[PATCH v6 00/11] cxl: ACPI PRM Address Translation Support and AMD Zen5 enablement

Robert Richter posted 11 patches 2 months, 3 weeks ago
There is a newer version of this series
drivers/cxl/Kconfig       |   5 +
drivers/cxl/acpi.c        |  17 ++--
drivers/cxl/core/Makefile |   1 +
drivers/cxl/core/atl.c    | 207 ++++++++++++++++++++++++++++++++++++++
drivers/cxl/core/cdat.c   |   8 +-
drivers/cxl/core/core.h   |   8 ++
drivers/cxl/core/port.c   |   8 +-
drivers/cxl/core/region.c | 156 +++++++++++++++++-----------
drivers/cxl/cxl.h         |  31 ++++--
9 files changed, 356 insertions(+), 85 deletions(-)
create mode 100644 drivers/cxl/core/atl.c
[PATCH v6 00/11] cxl: ACPI PRM Address Translation Support and AMD Zen5 enablement
Posted by Robert Richter 2 months, 3 weeks ago
This patch set adds support for address translation using ACPI PRM and
enables this for AMD Zen5 platforms. v4 is the current appoach in
response to earlier attempts to implement CXL address translation:

 * v1: [1] and the comments on it, esp. Dan's [2],
 * v2: [3] and comments on [4], esp. Dave's [5],
 * v3: [6] and comments on it, esp. Dave's [7],
 * v4: [8].

This version addresses review comments. No major changes compared to
the previous submission. See the changelog for details. Thank you all
for your reviews and testing.

Documentation of CXL Address Translation Support will be added to the
Kernel's "Compute Express Link: Linux Conventions". This patch
submission will be the base for a documention patch that describes CXL
Address Translation support accordingly.

The CXL driver currently does not implement address translation which
assumes the host physical addresses (HPA) and system physical
addresses (SPA) are equal.

Systems with different HPA and SPA addresses need address translation.
If this is the case, the hardware addresses esp. used in the HDM
decoder configurations are different to the system's or parent port
address ranges.
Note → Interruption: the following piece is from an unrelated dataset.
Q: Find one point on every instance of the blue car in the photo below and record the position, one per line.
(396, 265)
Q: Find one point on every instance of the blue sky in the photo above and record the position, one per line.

E.g. AMD Zen5 systems may be configured to use
'Normalized addresses'. Then, CXL endpoints have their own physical
address base which is not the same as the SPA used by the CXL host
bridge. Thus, addresses need to be translated from the endpoint's to
its CXL host bridge's address range.

To enable address translation, the endpoint's HPA range must be
translated to the CXL host bridge's address range. A callback is
introduced to translate a decoder's HPA to the CXL host bridge's
address range. The callback is then used to determine the region
parameters which includes the SPA translated address range of the
endpoint decoder and the interleaving configuration. This is stored in
struct cxl_region which allows an endpoint decoder to determine that
parameters based on its assigned region.

Note that only auto-discovery of decoders is supported. Thus, decoders
are locked and cannot be configured manually.

Finally, Zen5 address translation is enabled using ACPI PRMT.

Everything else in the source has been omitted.